Another cotton season is well and truly underway with production widely believed to be 4.6 million bales, a marked improvement on last season’s 3.8 million. Early indications of quality are encouraging and, for the most part, yields are also promising. The challenge now for the industry will be to move the cotton to export markets under some difficult market conditions. While grower prices have been attractive for the balance of the 2018 crop, well above $600, the rapid rise in price has left spinners in shock.
Global cotton consumption has rebounded over the past twelve months, however while the USDA currently has it estimate at 122.9 million bales we shouldn’t lose sight of the fact that all we have done is get back to where consumption was at the time of the global financial crisis. That means we really are not regaining any market share as the world’s population has increased and logically so has the requirement for textiles. Cotton demand on the face of it does appear strong, particularly if you are selling USA cotton, however you must question what is selling. The USA had a strange 2017/18 crop production which was originally projected at 19 million bales but grew to 21 million bales. You would imagine this should have been negative for prices however that turned out to not be the case as the US produced a mixed quality crop that has actually helped them
sell more and tighten the projected balance sheet. For a few months now, the weekly USA export sales reports have revealed excellent demand with strong sales to a wide range of markets that now total over 16.5 million bales (480 lbs) leaving everyone questioning the current USDA estimate of ending stocks at 4.7 million bales. Surely the position is much tighter than this?
Rather than producing a high-grade crop Texas produced four million bales of low micronaire cotton and it is this “new product” that is capturing all the sales. Why? Because it is the cheapest cotton available and can be used by spinners all around the world, hence the demand from the wide range of markets and the great volume of sales. This cotton has to be sold, it is cheap and the four million bales only became available after December so that’s why we are seeing the sales, it’s not high grade premium cotton!

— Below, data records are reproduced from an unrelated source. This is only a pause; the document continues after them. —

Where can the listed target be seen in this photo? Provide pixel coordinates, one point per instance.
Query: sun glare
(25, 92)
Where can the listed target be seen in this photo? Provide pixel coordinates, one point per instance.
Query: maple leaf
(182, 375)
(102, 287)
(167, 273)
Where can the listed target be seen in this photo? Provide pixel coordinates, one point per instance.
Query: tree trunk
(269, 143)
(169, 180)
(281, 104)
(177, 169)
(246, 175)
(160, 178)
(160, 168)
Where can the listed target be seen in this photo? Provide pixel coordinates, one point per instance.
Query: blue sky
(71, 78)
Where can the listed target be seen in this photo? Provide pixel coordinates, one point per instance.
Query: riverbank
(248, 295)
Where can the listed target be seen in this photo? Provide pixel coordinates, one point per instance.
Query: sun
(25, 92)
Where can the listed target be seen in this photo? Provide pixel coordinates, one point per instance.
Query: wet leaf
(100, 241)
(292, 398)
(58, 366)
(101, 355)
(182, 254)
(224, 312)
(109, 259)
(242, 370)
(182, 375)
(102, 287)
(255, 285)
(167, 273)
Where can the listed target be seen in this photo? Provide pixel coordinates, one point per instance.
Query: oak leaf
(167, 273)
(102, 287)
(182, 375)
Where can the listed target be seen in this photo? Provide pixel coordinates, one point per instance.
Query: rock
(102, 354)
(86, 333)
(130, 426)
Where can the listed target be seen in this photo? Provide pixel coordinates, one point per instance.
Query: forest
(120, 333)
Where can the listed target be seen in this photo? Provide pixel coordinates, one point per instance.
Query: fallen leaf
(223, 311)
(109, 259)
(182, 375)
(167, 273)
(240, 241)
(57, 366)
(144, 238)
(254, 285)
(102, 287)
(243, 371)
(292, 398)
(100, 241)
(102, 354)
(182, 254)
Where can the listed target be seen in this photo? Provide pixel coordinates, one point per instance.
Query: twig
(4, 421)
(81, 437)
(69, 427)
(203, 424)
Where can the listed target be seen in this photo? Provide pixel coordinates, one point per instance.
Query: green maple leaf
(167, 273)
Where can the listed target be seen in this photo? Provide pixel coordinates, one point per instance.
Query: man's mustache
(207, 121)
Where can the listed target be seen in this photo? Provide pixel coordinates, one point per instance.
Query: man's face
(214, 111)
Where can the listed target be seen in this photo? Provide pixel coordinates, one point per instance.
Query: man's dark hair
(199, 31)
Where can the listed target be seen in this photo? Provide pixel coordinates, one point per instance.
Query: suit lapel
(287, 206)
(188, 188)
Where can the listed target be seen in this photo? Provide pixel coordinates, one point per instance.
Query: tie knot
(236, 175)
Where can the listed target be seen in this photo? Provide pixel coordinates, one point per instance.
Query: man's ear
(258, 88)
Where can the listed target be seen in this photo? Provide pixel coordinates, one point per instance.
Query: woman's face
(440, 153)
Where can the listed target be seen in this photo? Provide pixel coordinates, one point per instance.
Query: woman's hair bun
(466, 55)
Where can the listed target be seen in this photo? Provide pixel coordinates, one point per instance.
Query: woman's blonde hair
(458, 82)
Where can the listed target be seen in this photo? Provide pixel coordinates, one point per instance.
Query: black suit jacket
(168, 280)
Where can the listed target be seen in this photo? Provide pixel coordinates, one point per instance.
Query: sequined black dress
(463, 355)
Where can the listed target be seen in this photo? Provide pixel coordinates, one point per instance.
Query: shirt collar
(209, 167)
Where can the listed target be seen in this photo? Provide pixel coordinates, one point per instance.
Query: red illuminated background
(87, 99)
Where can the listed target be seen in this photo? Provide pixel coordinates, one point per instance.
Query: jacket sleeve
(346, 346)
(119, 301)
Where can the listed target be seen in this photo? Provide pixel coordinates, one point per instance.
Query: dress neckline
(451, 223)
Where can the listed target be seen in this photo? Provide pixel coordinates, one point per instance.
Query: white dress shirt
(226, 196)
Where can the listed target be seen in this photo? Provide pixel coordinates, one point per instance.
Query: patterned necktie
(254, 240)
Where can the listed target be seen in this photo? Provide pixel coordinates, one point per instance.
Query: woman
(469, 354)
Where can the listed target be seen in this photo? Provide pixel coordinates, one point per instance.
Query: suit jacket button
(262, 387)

Perhaps influenced by the above the cotton futures market has been confusing and leaving traders scratching their heads more times than not. It seems the market is just as much influenced by “outside” events as it is actual cotton market developments and this has produced some volatile movements in recent weeks. An ever-tightening US supply and demand situation is supportive of prices but then we get trade war concerns, actual war concerns, global financial concerns and a few Presidential “tweets” to give us plenty of risk on and risk off days, hence the volatility. Potential trade disputes between the USA and China could be the significant development, particularly if a threatened 25% import duty on US cotton into China comes into play. The ramifications of such a move could be very interesting to say the least. Bottom line is that prices appear well
supported on cotton fundamentals but prone to outside developments that may not be that supportive.
This time of year is typically a “weather” market as the Northern Hemisphere plants their new crops and this season the major attention once again is on the West Texas region. At the time of writing, conditions remain extremely dry in the world’s largest cotton patch and that concern is increasing as we enter the period of latest planting dates. The US is expected to increase planted area by nearly 7% this season but if it doesn’t rain in the next few weeks then production will be smaller than last season, potentially around 18 million bales which will make for some interesting trading.
China, as always, is in the market discussion with plenty of rumours about what they are going to do with their import situation. Currently China is into its fourth month of Reserve stock sales and while the daily offtake was a little disappointing to start recent weeks have seen heavy demand and the daily offer of 30,000mt all being taken up. No doubt some speculative element has been at play because of the potential crop problems being experienced in Xinjiang but whichever way you look at it the supply and demand situation is getting tighter in China. Of course the big guessing game for everyone is when will China allow more imports than just their WTO required 894,000mt. It might be the second half of this year but most likely is 2019.
In summary the coming few weeks promise some interesting trading conditions as we transition from current crop to new crop. The high level of July and December futures is making the sale of Australian 2018 crop difficult but we must hope that the spinner requires high quality premium cotton because at this point in the season Australia is the only place that has it until the end of this year.